Good lighting designs are essential to ensure that these technologies are able to reach their maximum potential. An effective and efficient design takes into consideration the available efficient lighting technologies, design constraints imposed by the base building; and most importantly meets user needs and preferences.
Colour of walls and ceilings: The colour of the walls, ceilings and furnishings should be kept light so that it reflects more light to the workspace areas Lighting layouts should be developed taking in consideration the different lighting zones within the workspace.
Daylighting is the most easily available, renewable source of energy. Harvesting daylight for outside lighting, atria lighting can help save considerable amount of energy and also uplift the mood of the workers. Sky lights, full length windows and light shelves can be used to maximise light penetration.

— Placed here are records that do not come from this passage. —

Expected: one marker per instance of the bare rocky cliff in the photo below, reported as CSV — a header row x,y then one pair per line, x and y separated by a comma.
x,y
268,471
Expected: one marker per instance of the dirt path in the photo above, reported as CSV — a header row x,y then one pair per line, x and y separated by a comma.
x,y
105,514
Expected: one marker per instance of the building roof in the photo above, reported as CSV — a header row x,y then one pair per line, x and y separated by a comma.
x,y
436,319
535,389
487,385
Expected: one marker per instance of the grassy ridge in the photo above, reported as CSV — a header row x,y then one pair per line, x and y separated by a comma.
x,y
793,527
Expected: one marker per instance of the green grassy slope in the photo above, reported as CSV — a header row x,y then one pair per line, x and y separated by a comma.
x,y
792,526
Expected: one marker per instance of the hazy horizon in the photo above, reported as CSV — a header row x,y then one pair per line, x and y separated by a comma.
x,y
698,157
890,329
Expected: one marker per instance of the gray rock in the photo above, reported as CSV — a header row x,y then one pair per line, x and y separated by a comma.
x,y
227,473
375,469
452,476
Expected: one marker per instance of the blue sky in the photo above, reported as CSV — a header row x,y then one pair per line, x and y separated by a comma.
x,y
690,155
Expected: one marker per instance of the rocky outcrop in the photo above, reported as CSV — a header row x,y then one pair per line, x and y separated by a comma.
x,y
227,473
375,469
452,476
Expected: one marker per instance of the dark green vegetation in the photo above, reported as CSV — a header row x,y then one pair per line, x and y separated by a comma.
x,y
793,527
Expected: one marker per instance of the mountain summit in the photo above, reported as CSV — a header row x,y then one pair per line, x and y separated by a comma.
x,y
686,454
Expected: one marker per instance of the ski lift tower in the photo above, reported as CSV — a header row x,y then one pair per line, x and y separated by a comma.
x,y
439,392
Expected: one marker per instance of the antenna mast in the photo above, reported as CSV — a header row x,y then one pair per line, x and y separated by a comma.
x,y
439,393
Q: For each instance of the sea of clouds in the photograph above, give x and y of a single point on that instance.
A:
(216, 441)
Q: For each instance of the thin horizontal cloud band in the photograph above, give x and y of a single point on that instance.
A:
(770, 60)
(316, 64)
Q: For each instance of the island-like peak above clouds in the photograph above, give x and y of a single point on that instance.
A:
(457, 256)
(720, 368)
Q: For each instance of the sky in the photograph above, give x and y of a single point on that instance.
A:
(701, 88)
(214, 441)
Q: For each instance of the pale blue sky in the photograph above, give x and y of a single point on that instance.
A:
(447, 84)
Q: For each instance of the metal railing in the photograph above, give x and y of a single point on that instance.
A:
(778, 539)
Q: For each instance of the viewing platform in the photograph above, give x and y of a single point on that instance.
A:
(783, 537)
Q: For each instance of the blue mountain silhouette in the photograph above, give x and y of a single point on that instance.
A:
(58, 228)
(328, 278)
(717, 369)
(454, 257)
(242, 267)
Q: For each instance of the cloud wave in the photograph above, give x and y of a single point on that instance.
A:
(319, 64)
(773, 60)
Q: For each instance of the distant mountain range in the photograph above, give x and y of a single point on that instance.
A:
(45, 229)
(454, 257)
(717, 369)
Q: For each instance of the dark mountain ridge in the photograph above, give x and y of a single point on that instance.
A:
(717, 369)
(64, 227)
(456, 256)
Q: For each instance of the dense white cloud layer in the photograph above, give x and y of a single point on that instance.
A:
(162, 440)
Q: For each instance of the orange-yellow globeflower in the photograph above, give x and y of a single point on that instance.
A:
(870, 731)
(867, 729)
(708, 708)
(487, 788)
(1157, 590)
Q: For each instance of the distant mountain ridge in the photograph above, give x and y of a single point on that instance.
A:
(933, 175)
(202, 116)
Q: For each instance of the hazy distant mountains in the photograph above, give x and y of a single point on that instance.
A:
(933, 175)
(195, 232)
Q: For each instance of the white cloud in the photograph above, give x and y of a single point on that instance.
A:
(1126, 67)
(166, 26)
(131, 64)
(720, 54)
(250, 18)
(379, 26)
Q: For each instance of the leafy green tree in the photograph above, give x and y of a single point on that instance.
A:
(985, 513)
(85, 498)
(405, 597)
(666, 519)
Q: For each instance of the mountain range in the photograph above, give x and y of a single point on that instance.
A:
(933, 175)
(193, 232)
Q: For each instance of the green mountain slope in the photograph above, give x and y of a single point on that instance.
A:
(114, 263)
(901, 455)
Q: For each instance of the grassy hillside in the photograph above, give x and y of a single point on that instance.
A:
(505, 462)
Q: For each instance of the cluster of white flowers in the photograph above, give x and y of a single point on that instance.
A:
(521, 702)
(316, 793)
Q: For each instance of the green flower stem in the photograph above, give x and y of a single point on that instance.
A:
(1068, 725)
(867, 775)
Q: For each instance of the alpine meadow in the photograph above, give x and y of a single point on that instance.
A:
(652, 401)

Window glazing is useful in controlling the glare of sunlight as well as in controlling the excessive heat.
Blinds can be used to deflect and control the amount of natural light.
Task Specific Lighting:
Lighting efficiency can be increased by maintaining background lighting levels of 160-220W throughout the office area. This can be supplemented by using localised desk lighting to provide the required illuminance for specific tasks. Eg. work stations near the windows require less artificial lighting as compared to stations in the centre.
Occupancy sensor controls:
Energy consumption can also be reduced through sophisticated lighting control systems.

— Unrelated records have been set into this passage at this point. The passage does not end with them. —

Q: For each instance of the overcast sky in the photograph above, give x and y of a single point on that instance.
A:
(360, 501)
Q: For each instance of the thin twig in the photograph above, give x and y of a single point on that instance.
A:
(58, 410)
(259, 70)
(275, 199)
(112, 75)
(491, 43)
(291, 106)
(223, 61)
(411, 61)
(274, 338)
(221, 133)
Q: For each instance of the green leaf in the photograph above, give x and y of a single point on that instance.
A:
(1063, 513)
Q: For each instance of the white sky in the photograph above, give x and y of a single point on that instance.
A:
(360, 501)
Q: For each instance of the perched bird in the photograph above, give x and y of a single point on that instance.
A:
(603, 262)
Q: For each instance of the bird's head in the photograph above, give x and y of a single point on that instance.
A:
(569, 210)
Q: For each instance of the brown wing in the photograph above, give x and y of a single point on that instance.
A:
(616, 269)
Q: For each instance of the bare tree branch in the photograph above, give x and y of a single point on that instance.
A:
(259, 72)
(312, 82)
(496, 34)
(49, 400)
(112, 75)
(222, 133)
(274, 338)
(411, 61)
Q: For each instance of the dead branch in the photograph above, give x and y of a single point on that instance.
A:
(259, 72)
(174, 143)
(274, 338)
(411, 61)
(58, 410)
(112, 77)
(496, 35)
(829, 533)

Motion detectors can be installed in rooms, supplying light only when required.
Choose sensors which meet the requirements of the area to be monitored Eg sedimentary sensors are more suited to monitor occupancy near work desks since these are sensitive to even the slight finger movements of a person.
Sensors also need to be positioned accurately to avoid significant blind spots
Integrated Lighting systems:
These are intelligent lighting systems which consist of sensors which communicate directly with the ballasts to dim or switch off light lamps. These sensors include motion detectors as well as light sensors to analyse the level of natural light available. The more sophisticated systems integrate the lighting, air conditioning and indoor air quality controls.